Residents consider legal action in Croke Park handball row

RESIDENTS in the Croke Park area are contemplating the possibility of taking a class action against the GAA as a result of the ongoing dispute over the handball and community centre beside the Dublin stadium.

Residents consider legal action in Croke Park handball row

The GAA is planning a €9m revamp of the handball centre, which is due to host the 2012 World Handball Championships, and was granted permission for revised plans by Dublin City Council last month despite local objections.

A ‘Justice for the Community’ committee was established earlier this year charged with investigating possible legal options. Local displeasure over the facility’s future on St Joseph’s Avenue was voiced yesterday by Eamon O’Brien.
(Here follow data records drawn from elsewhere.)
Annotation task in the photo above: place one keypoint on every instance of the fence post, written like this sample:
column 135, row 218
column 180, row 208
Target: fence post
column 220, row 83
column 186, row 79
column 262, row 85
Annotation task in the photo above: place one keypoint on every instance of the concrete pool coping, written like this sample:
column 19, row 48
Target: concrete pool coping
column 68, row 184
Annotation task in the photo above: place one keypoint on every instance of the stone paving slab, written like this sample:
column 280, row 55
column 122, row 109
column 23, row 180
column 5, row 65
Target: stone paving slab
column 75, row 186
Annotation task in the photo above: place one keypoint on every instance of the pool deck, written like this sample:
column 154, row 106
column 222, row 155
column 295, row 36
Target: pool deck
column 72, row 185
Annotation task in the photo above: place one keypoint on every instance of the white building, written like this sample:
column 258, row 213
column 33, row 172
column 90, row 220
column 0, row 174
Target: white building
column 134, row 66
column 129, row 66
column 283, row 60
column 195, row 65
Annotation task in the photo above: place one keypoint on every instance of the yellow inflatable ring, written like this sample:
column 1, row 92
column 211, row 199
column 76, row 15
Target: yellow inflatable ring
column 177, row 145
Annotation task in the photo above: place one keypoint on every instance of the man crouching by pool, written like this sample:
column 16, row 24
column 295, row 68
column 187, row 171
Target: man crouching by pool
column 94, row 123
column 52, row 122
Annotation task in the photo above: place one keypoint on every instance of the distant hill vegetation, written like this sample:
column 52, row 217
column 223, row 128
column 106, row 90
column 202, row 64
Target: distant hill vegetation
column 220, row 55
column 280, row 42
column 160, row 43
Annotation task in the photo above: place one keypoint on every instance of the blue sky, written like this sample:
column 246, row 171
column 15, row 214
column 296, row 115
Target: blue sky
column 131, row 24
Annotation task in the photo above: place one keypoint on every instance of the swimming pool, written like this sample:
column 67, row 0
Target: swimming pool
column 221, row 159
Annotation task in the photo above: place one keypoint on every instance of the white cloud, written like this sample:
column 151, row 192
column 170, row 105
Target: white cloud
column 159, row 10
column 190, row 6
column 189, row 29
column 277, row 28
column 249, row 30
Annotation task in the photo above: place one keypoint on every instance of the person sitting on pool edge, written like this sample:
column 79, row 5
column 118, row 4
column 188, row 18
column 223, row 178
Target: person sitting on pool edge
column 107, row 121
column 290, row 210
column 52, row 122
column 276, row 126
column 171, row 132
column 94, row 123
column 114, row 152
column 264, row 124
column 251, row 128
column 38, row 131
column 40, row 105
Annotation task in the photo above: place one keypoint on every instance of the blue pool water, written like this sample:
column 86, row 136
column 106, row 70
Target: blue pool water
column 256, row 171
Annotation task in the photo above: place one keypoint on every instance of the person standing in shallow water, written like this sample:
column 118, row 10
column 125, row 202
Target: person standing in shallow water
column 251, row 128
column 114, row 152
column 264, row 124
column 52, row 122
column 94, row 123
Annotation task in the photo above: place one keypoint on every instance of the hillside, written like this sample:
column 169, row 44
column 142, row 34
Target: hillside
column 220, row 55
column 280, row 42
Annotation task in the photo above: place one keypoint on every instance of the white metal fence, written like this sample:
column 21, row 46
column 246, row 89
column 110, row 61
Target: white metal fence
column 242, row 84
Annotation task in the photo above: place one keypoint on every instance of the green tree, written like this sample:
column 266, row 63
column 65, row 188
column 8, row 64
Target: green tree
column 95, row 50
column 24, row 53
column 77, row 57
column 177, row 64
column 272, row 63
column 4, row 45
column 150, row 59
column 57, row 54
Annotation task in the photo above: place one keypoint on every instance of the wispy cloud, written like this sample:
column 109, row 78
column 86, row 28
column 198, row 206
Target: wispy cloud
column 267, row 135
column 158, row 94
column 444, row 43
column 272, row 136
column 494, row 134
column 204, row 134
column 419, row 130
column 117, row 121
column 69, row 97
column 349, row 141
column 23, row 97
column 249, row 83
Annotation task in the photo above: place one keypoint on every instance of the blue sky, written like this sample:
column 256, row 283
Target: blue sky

Chairman of the Croke Park Streets Committee, O’Brien said the local community was now “in serious conflict with the GAA” and added an ‘information convoy’ will be held tomorrow to express their concerns.

Starting at 3pm, 15-20 cars will gather outside the centre before making their way around the area with loudspeakers to demonstrate the fact that the community is “organising itself” on the issue.

It is believed the protest and ongoing debate surrounding the national centre has been responsible for the decision to play this weekend’s Handball All-Ireland (Softball) finals away from Croke Park for the first time since 1984.

The programme of games, which will see Dublin’s Eoin Kennedy take on Westmeath’s Robbie McCarthy in the All-Ireland Senior Softball final tomorrow, has been scheduled for Abbeylara in Longford.

The Streets Committee outlined its grievances on the handball centre in a newsletter in recent weeks, claiming Croke Park and the GAA ignored the objections of the community and their public representatives raised at recent public meetings.

Croke Park stadium director, Peter McKenna, has consistently defended the plans and has said they will be “replacing an almost derelict building with a €9m development, which will employ hundreds of people in construction”.

However, O’Brien and other residents dispute the claim the centre as it stands is derelict and accused the GAA of a “breach of trust” regarding the centre. The Streets Committee says the centre was built in 1970 with funds and materials from the Department and Education and local companies and banks and then vested in the GAA who they say have a duty of care to the community.

O’Brien added that the stand-off regarding the handball centre was merely the “culmination of things” for local residents whose feelings were summed up on the first page of last month’s newsletter.

“For the last number of years the local Croke Park community has put up with martial law-like movement restrictions during special events at Croke Park, there were 30 last year, having to have an identity card and, on top of the movement restrictions, suffer damage to their property and general disruption of their daily lives with conference noise, parking difficulties and loutish behaviour.”